After going back to my parents, I made the agonizing decision to move back in with them. I blew up my entire world by doing it so abruptly, disrupted multiple people’s lives that I still carry the weight of guilt and shame over. I couldn’t function. The idea of going back to work suddenly seemed like the most impossible feat, the idea of going back to my house with my boyfriend where I would have to make decisions for myself was laughable. The first two weeks of me being at my parent’s house all I did was eat a bit, sleep, and cry. Anything else completely drained me or sent me into a panic. I couldn’t drive anywhere on my own, since driving had become one of my biggest obstacles with anxiety. I took benadryl every night to stop my intrusive thoughts and sleep paralysis that had developed a few months prior.
After a month of being back I got a job where I worked remotely.
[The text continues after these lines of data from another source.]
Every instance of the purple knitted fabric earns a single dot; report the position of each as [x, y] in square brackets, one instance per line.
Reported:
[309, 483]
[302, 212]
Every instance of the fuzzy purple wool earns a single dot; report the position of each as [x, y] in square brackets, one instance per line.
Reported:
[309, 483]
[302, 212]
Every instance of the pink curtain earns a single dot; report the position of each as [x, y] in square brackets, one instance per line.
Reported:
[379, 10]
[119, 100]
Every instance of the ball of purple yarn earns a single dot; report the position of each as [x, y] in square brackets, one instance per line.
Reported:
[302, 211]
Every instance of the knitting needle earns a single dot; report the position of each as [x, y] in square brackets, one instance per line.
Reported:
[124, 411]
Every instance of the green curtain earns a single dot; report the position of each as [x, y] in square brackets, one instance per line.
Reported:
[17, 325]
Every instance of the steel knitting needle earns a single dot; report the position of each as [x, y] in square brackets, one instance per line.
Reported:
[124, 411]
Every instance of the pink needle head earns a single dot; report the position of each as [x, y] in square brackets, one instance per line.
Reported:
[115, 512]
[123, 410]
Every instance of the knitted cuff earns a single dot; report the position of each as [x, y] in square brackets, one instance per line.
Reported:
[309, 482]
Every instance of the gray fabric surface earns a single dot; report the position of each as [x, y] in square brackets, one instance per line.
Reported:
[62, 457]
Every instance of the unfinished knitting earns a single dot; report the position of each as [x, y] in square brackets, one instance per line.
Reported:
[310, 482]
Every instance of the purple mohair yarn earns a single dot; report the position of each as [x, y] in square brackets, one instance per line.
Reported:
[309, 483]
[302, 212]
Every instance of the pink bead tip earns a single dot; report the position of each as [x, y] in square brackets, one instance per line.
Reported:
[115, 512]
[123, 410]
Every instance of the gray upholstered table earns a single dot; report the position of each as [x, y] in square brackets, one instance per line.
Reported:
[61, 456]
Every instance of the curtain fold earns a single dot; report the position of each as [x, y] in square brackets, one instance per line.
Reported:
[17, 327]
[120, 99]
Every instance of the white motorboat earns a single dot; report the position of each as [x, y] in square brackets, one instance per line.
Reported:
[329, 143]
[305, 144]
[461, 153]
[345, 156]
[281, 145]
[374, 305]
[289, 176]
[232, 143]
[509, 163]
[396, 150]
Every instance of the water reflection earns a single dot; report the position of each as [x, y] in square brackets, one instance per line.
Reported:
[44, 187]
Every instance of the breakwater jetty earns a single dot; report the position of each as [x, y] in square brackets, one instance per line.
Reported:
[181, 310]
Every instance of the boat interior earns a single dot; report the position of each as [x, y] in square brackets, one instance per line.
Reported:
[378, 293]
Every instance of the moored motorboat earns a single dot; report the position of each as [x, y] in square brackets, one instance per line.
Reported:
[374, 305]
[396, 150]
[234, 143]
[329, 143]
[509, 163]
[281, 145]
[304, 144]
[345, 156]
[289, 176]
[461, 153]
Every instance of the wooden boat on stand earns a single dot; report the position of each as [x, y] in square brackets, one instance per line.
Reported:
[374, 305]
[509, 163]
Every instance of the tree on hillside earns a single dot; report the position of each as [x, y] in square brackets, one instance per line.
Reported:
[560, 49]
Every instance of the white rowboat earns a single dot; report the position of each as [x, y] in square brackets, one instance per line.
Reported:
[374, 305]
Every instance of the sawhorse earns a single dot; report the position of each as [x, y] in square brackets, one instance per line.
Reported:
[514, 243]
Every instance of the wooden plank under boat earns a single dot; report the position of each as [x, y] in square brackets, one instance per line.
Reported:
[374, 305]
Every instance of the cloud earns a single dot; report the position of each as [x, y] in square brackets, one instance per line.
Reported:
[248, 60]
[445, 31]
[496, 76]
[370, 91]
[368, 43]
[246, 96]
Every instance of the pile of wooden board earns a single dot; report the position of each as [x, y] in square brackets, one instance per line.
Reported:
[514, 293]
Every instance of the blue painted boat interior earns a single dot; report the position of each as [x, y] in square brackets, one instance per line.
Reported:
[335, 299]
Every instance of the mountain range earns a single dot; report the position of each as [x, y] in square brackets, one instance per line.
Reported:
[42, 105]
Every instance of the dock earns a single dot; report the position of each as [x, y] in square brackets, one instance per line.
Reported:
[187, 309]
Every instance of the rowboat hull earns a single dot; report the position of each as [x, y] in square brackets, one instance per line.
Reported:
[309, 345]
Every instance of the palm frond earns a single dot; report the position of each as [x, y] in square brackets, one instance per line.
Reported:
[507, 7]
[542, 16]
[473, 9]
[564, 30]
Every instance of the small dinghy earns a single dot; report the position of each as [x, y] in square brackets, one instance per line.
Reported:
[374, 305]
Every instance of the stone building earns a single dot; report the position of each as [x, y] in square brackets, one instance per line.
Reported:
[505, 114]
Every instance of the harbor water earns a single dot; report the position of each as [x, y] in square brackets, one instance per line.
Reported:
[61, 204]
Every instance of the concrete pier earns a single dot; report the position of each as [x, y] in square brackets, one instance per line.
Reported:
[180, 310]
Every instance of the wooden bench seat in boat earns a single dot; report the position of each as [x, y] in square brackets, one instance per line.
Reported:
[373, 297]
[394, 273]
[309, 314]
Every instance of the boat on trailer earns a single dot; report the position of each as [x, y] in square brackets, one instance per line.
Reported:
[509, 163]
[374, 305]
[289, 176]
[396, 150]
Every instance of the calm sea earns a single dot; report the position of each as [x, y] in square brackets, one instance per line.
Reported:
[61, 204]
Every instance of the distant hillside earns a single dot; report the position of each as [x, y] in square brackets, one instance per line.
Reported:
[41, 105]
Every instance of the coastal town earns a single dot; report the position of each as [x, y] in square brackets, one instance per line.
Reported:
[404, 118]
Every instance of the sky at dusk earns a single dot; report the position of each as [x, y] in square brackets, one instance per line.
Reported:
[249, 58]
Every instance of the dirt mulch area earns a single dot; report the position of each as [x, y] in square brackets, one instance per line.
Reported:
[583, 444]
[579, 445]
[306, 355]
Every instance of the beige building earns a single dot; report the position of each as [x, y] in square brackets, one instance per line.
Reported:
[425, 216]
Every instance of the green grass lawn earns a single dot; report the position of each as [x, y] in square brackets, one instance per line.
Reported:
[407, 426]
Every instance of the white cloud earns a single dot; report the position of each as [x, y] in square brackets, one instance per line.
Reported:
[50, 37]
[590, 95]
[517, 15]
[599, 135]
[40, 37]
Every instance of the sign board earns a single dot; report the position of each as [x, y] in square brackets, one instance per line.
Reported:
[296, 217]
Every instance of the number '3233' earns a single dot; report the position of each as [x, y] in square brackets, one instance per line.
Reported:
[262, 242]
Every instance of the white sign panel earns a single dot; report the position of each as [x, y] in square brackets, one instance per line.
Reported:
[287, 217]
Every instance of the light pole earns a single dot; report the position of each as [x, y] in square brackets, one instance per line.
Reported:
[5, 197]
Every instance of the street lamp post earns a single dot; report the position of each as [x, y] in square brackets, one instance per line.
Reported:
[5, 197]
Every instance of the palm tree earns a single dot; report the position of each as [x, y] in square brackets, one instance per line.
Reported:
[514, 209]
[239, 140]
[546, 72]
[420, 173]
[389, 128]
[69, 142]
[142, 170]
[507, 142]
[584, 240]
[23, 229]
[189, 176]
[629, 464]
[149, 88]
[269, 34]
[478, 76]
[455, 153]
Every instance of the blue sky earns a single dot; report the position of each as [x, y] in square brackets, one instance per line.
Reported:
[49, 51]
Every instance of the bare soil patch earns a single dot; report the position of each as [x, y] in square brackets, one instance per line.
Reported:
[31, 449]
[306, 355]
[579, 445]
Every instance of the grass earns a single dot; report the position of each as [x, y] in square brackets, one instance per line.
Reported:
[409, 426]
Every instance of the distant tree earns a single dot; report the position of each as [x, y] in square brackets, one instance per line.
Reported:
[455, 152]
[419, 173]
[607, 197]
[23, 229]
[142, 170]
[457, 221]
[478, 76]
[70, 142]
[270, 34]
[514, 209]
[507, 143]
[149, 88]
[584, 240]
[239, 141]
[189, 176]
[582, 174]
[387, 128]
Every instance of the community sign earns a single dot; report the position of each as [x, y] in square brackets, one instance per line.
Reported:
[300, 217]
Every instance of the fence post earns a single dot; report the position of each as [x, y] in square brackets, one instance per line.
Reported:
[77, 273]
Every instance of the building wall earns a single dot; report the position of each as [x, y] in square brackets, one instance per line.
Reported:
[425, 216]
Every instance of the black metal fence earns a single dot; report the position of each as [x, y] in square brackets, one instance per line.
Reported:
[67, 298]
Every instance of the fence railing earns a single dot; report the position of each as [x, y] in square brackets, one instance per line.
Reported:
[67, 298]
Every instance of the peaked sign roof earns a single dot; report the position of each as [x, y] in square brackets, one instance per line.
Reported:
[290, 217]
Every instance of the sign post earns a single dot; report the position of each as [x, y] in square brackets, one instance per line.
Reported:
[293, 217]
I was starting to feel a semblance of normal again after months of absolute chaos in my mind. I was back on Lexapro, and had gotten the IUD out. I thought I was on the right track. I knew I didn’t want to be on medications forever, but for that moment I was doing better and better as the months went on. My boyfriend and I’s relationship was strained to say the least, but we managed and have continued to manage to make it work. In my mind, I would be better within a few months and just go and live with him again and resume my life.
But life has a funny way of working out and hitting you when you least expect it. I had finally been feeling more like myself than ever before when my Aunt got really sick. It was difficult and a lot of long days, but I felt a sense of pride in being able to help as much as I did. A year prior I wouldn’t have been able to. She died that September, and the day after her funeral I took my dad to the hospital and he would never make it out of the ICU.
For five months I visited him every day and maintained my job. I was going to the gym a few days a week as well and had somewhat of a social life. While it was one of the most difficult periods of my life, I felt like I finally had my anxiety under control. I was able to drive to the hospital to see my dad everyday before working, I was able to see friends for dinner on the weekends and my anxiety didn’t seem to control me as much. Driving long distances was still out of the picture, but I took the train to see my boyfriend multiple times. It seemed like that part of my life was finally looking up. That the earth shattering anxiety was a thing of the past.
After months of being in the ICU, my dad passed away. It was heartbreaking, one of the most difficult times of my life. I made it through everything, the funeral and the days and weeks after. While I thought I was grieving the loss of my father exceptionally well, I decided that it was a good time to come off of Lexapro again. In my mind if I could make it through the hell of the previous 7 months, I surely will be fine tapering off this medication.
Once again, I was wrong. It set me back so far that I still am recovering from it over a year later. I was numb from the loss of my dad, and was looking to replace one situation with another. I’ve learned that grief can come when you least expect it and can hit you harder than you ever thought possible.
I am ending part 2 here for now, and will go into detail about my experience coming off lexapro for the second time in part 3. I’m not sure how many parts this will end up being, as I’m still dealing with the repercussions of everything now. I don’t want the fact that I don’t have an end to my story to stop me from telling it, and from connecting with those out there who have had similar experiences.